Pakistan’s “all-weather friendship” with China is relatively recent but its deep-going relationship with America goes back six decades.
In his policy announcement on Afghanistan on August 21, US President Donald Trump had roasted Pakistan for aiding and “housing” terrorists who fought the US forces in Afghanistan, as he urged India to do more by way of development activity in Afghanistan. He gave the impression of publicly undercutting Islamabad in the Afghan theatre, in particular, and boosting India’s locus standi. But now the American leader has done an about turn.
Last week, a day after Pakistani forces rescued an American-Canadian couple from the clutches of the Haqqani group after they spent a harrowing five years in captivity, Mr Trump tweeted to say that the US had now started to “develop a much better relationship with Pakistan and its leaders”. He also noted that he wanted to thank Pakistan’s leadership “for their cooperation on many fronts”.
Some commentators have quibbled over whether this amounted to a policy statement, or whether it was an ejaculation of a temperamental leader after a specific event — the help in rescue of an American family.
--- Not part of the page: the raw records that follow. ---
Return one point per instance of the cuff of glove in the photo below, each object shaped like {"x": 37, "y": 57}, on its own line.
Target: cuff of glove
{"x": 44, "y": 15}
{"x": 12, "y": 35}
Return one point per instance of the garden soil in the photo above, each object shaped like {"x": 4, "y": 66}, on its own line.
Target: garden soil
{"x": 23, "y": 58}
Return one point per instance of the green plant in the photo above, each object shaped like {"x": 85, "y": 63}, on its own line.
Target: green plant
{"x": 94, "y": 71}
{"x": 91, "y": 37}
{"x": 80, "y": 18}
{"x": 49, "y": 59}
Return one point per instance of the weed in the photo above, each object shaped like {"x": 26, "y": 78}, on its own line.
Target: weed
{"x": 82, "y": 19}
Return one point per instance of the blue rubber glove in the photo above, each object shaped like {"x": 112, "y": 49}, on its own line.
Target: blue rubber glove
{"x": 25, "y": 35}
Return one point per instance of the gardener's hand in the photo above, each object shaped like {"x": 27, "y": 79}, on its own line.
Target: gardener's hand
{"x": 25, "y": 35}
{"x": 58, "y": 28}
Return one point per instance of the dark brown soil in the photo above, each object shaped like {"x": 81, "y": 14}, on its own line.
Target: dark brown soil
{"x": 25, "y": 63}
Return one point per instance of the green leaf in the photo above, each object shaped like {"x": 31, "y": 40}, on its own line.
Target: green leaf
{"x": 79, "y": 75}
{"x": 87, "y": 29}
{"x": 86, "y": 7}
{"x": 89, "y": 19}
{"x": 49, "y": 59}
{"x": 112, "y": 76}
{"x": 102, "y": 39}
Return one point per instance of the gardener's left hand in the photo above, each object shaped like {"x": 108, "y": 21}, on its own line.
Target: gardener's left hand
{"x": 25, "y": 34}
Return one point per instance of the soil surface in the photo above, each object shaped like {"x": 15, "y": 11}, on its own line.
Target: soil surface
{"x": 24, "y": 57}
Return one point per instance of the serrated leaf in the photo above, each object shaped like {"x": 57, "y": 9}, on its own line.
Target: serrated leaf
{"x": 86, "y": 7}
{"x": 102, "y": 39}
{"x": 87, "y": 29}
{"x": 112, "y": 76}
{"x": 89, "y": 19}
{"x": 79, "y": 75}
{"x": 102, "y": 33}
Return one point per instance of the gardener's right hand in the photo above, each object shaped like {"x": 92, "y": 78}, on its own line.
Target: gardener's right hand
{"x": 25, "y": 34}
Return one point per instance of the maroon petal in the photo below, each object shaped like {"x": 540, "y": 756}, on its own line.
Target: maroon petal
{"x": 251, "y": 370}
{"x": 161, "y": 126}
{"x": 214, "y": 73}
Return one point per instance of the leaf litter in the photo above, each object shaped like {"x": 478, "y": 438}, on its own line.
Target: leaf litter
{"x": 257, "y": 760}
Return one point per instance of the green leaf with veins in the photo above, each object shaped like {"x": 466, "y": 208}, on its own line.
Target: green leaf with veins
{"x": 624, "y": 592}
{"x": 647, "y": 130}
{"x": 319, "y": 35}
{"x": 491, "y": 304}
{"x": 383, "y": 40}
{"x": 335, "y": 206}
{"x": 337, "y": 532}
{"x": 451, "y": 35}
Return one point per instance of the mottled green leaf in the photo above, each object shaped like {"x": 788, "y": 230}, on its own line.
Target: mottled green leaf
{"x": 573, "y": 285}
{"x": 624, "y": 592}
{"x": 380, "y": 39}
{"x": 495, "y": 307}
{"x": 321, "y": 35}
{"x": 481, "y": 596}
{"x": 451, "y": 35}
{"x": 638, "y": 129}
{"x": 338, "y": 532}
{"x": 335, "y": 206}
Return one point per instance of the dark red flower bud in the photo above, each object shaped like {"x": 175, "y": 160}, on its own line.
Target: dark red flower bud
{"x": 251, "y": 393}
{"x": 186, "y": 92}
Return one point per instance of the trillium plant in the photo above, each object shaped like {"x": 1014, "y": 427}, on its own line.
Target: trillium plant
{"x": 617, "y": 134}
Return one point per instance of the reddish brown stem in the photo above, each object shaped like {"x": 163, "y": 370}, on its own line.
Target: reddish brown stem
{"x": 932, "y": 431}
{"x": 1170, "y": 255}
This supposed nuancing overlooks the fact that recently US secretary of state Rex Tillerson, who is expected in New Delhi later this month, observed after meeting Pakistan foreign minister Khawaja Asif recently that Pakistan was crucial to stability in the region.
Pakistan’s “all-weather friendship” with China is relatively recent but its deep-going relationship with America goes back six decades. When this very structural relationship comes under strain, the Pakistanis hand the US the equivalent of a lollipop, which in this case was the rescuing of an American man and his family.
This pattern has repeated itself and there is no surprise here. The surprise is that the Indians should begin to look upon America as a friend. This appears to have been the case with the present government, and the sense was strengthened with Prime Minister Narendra Modi’s visit to the US in June this year where he attempted to give Mr Trump as tight an embrace he could.
But a bear hug does not necessarily denote warmth in diplomacy, in the practice of which interests of nations alone matter. For a country like America, with vital interests strewn around the world, it is unlikely that in any region it will choose one country over another specially if these are in conflict, as in the case of India and Pakistan.
There are two lessons straightaway. To combat terrorism, India must not count on any other nation. And in its dealings with Afghanistan, New Delhi must stand on its own feet and look out for itself.